同意書の部位数や施術の内容、同一家屋によって単価は変動しますので、平均単価の設定の吟味、単価を上げる努力も必要となりますが、大体のイメージはこのような形となります。
次に、この数値をいつまでに達成するかの目標設定、そして目標に対して要する期間の売上の推移の予想もしておきたいところです。半年で達成するか、一年で見込むかによって動き方が変わってくると思います。

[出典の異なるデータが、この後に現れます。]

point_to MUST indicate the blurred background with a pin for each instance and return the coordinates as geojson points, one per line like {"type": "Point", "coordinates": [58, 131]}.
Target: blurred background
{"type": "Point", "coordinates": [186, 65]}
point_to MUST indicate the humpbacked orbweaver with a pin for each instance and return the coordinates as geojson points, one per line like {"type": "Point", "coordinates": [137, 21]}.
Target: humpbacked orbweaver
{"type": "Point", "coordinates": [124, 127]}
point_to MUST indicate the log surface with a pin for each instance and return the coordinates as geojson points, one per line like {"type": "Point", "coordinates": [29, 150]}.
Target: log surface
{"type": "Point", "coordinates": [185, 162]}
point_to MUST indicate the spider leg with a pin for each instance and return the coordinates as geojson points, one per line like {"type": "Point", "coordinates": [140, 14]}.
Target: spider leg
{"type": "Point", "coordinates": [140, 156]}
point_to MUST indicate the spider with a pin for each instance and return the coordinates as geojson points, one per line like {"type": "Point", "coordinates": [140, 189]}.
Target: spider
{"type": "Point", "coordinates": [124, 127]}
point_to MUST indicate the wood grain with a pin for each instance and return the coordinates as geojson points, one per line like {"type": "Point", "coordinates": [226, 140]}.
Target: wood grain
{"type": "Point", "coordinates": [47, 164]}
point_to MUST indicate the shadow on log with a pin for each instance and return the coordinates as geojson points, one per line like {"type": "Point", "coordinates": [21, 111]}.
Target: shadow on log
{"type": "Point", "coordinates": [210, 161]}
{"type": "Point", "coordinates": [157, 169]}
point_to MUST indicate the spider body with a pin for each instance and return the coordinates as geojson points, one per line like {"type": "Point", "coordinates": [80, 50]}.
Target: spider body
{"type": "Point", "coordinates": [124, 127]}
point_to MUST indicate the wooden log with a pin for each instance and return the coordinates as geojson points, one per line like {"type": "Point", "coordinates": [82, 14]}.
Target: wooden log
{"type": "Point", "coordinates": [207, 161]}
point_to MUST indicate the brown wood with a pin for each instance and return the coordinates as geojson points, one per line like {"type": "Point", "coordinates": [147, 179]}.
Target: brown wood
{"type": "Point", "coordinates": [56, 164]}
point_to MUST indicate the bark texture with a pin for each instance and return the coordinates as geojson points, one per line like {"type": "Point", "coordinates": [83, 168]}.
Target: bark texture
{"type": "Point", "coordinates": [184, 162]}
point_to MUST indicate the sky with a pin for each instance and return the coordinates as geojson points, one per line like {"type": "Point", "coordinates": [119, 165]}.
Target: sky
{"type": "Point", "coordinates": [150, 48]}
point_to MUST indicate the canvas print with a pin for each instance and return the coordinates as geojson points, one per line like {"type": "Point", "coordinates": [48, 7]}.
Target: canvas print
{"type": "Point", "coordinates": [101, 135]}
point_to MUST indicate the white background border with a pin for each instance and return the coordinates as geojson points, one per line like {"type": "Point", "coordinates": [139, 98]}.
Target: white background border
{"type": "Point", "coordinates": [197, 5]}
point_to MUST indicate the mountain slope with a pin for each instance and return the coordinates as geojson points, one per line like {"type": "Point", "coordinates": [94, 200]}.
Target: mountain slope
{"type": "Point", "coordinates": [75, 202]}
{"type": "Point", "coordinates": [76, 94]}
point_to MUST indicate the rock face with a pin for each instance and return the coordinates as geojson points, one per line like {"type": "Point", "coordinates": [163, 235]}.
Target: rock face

それに加え、次で説明する支出の考え方を組み合わせ、収支や経営状態がどのようになるか、予測を立てていきましょう。
④支出の考え方
支出は、大まかに二つに大別できます。一つは変動費で、売上や販売数に応じて増減する費用です。訪問鍼灸マッサージにおいては、鍼灸などの消耗品や、移動時の燃料費などが該当します。
もう一つは固定費で、売上や販売数の増減に関係なく一定額発生する費用です。テナントの家賃が典型で、他には保険料、宣伝費などが挙げられます。この固定費をなるべく下げることが、治療院運営のカギとなりますので、何が必要で何が不要な支出かを、見極めなければいけません。
雇用を行うのであれば、人件費も考慮する必要があります。人件費は、給与形態によって変動費か固定費か分かれます。業務委託で歩合制を摂るのであれば変動費、正規雇用で固定給を支払うのであれば固定費、といった要領です。
また、訪問鍼灸マッサージの大半は保険収入ですが、これは売上月から入金まで、2~3か月程度のラグがあります。初期の頃はキャッシュフローが回らなくならないように多めに資金を用意しておくと安心です。
上記の項の収入の見込みと、支出のバランスを考え、中長期的な運営方針を検討していきましょう。
⑤さいごに
いざ、自分で開業をするとなると、考えることが山のようにあります。その代わり、やり遂げた時の達成感は、格別なものとなるのではないでしょうか。山の頂上の開放感は、登った人にしか味わえません。
上記の内容が開業の際の参考となれば幸いです。ここまで読んでいただき、ありがとうございました。